Something on my list and one of the reasons I became a life coach, is my passion for helping others. Not like Mother Theresa of course, just in any small way possible. During one of my coaching sessions a few years ago I realised that this sat at the very heart of what 'makes me tick', something that aligns with my values and beliefs. As we started to navigate some of the challenges I was experiencing at the time, some revelations came up surrounding loneliness and what it meant to me. This coaching conversation led me to volunteering at a London food bank and this very small act, turned out to be a huge catalyst for change in my life. It encouraged me to pursue my coaching training and lead me to volunteering for the NHS through the pandemic. When I look back, I'm blown away with the significant change I created during that time, thanks to the support from an amazing coach.
Future Generations
I'm a strong believer in taking opportunities life puts before you and pushing yourself out of your comfort zone. So when I saw the opportunity to get involved with the Give an Hour campaign, which enables you to share your career journey and insights with young people it felt the perfect next step. Last week I presented to a group of college students at their careers 'Festival of Progression' event. Being able to share some of my experience to those students was a real privilege, something I would never have thought I was capable of doing a few years ago. Having been invited back to mentor is potentially a new chapter in how legacy might look, who knows?

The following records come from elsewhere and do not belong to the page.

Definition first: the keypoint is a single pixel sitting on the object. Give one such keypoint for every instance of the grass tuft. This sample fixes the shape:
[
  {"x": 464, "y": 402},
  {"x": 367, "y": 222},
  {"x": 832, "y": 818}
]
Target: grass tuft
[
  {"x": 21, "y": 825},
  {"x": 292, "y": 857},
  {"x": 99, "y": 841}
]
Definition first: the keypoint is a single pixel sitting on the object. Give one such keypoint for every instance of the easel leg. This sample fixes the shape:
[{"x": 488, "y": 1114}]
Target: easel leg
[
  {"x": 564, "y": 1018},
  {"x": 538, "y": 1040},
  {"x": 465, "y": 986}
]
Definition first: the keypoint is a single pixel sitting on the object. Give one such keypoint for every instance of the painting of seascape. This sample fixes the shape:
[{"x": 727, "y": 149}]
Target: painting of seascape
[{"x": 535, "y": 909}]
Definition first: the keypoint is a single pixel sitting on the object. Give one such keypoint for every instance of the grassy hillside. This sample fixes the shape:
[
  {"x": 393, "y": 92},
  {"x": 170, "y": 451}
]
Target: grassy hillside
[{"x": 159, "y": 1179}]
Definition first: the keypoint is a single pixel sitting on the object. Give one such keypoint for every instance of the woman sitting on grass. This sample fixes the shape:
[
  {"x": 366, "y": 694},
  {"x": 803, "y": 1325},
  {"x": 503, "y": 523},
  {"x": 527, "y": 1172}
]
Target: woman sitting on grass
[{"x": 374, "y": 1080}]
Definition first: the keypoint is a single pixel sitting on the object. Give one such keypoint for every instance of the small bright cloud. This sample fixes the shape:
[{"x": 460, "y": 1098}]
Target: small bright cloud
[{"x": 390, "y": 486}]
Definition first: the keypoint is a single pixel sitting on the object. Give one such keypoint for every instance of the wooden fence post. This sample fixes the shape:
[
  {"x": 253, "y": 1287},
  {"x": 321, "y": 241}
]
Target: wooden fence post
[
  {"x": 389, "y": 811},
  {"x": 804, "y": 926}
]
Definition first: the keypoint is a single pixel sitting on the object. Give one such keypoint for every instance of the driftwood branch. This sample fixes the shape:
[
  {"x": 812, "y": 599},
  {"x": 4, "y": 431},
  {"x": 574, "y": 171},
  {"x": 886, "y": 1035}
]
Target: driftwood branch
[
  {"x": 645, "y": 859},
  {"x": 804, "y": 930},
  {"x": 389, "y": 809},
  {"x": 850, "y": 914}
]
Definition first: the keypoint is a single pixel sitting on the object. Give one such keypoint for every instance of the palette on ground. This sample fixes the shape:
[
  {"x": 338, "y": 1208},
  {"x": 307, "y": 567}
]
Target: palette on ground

Although the meaning I associate with my legacy has totally changed over the past few years, I am finding ways to channel my passions into a different meaning. One that is more aligned with the impact I can have, living life to the full, and having a positive influence on anyone that I can help, regardless of family ties.
Speaking to those students about my career, and my journey to becoming a life coach may seem like a small act, but it's one that left me feeling extremely proud of myself and really grateful.